– И пусть говорят…Да, пусть говорят…Но нет, никто не гибнет зря!Так лучше – чем от водки и от простуд!Другие придут,Сменив уютНа риск и непомерный труд -Пройдут тобой не пройденный маршрут! -
писательница резко приглушила звенящие струны и довольно холодно добавила:
– Лично я считаю, что время убивают чиновники в ведомствах, служащие в конторах, бизнесмены в офисах, политики в правительстве… а путешествия – это один из немногих способов прожить жизнь по-настоящему… – она вздохнула. – В свое время мне не хватило решимости бросить к чертям цивилизацию, а теперь уже не получится… Все-таки не зря говорят, что любой шанс в жизни дается лишь раз…
– Как трогательно, – раздраженно хмыкнул старпом, которого выводил из себя даже намек на лирику. – Сейчас расплачусь!
Губы Эос изогнулись в желчной улыбке, и очень злая колкость чуть было не слетела с губ, однако ей удалось сдержаться.

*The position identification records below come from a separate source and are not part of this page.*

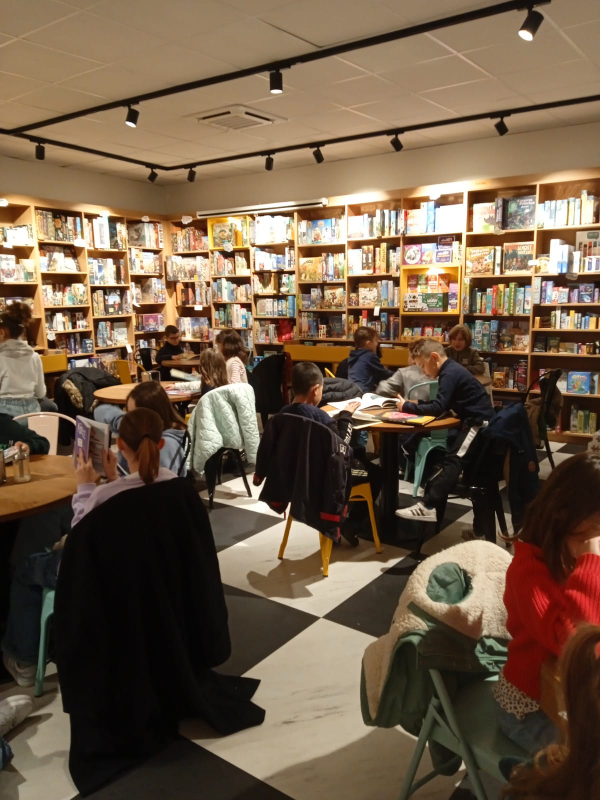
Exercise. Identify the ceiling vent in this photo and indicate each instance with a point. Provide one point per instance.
(236, 118)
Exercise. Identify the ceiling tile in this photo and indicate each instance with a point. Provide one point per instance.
(447, 71)
(12, 86)
(548, 47)
(392, 55)
(18, 17)
(93, 37)
(369, 88)
(42, 63)
(247, 43)
(169, 23)
(325, 22)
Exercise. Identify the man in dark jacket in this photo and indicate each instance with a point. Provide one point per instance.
(460, 392)
(364, 367)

И все же совсем промолчать было невмоготу.
– Нет, шеф, не заплачете, – ее голос звучал очень тихо. – Пережив некоторые вещи, мы теряем эту способность. А обильные выделения из слезных желез – это еще не истинный плач…
Писательница повернулась к нему спиной и стала молча перебирать струны гитары. Впрочем, ссутулиться ей так и не удалось…

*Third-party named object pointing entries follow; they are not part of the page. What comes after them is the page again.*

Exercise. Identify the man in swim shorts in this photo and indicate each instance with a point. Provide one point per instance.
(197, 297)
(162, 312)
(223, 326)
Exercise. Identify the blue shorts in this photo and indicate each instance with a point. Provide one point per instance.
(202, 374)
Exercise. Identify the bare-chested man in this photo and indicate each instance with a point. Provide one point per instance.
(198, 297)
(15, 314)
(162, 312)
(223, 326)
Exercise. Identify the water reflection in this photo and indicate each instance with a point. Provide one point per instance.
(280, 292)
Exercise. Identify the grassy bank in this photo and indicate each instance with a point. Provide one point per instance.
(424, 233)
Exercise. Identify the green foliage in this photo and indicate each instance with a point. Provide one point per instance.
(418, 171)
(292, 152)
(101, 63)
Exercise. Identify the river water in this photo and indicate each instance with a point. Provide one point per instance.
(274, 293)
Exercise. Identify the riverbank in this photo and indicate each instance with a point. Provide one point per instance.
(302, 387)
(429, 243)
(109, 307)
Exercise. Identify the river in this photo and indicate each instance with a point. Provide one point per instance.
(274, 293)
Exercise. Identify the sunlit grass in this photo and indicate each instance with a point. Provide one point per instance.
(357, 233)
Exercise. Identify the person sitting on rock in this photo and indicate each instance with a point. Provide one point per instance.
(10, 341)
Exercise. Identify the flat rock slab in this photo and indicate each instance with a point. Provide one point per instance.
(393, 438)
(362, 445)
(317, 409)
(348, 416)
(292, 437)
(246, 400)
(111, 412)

Ледяная стена выросла так внезапно, что Второй даже не понял, когда это произошло. Конечно, он никогда не надеялся по-настоящему, что сможет долго поддерживать с ней теплые отношения, однако, если бы он понимал, что случилось, переварить эту пустоту было бы проще…
Корабль безмолвно крутил в воздухе последнюю показанную сцену с крупным перекатом, выбирая ракурс получше.
– Послушай, чего ты от меня хочешь? – обратился к Эос старпом после почти минутного молчания.
– Чтобы вы действовали в своих интересах и на свое усмотрение – этого достаточно… – монотонно отозвалась та.
– Не смей играть со мной, – процедил Второй и, взяв ее за кончик подбородка, резко повернул лицом к себе.
Светло-карие, почти желтые глаза смотрели сквозь него.
– Я не играю, – вздохнула она. – Но ваш жизненный опыт не позволит вам не только понять это, но даже просто поверить мне. Я это принимаю, так как не склонна к идеализму. И все-таки мне нужно время, чтобы смириться, вне зависимости от того, верите вы или нет.
– Да что случилось-то?! – выпалил он.
– Мне больше нечего сказать… – передернула плечами писательница.
– Двенадцатый! – рявкнул он, чувствуя, что не в состоянии сорвать злость на Эос.
– Я слушаю, Второй, – с деланным безразличием отозвался тот.
– Ты тут недавно строил из себя душеведа. Может быть, ты знаешь, что случилось?
– Может, и знаю…
– Может, просветишь меня?
– На самом деле это не совсем в моих интересах, но раз уж мы одна команда…
– Не испытывай мое терпение, Двенадцатый!
– Ладно-ладно, – произнес корабль таким тоном, словно он в сотый раз объясняет прописную истину. – Возьмем ту вычурную бутылку на столе. Все мы знаем, что жидкость, в ней содержащуюся, нельзя назвать безусловно полезной. А для некоторых особей та вообще вредна. Предположим, что Эос одна из таких особей и знает об этом. Предположим, ты предлагаешь ей эту бутылку, а она выливает содержимое в раковину, ведь оно, мягко говоря, не полезно, да и вообще вызывает неприятные ассоциации…
– Думаешь, Эос способна на нечто подобное? – нахмурился старпом.
– Это вряд ли, – откликнулся корабль. – Я думаю, что ты только что вылил в раковину ее любимую бутылку. Эос понятна твоя мотивация, и она не может сердиться, но все же это была ее любимая бутылка…
Писательница улыбнулась.
– Красивое сравнение… спасибо, Широ. Теперь мне стало немного легче… – сказала она.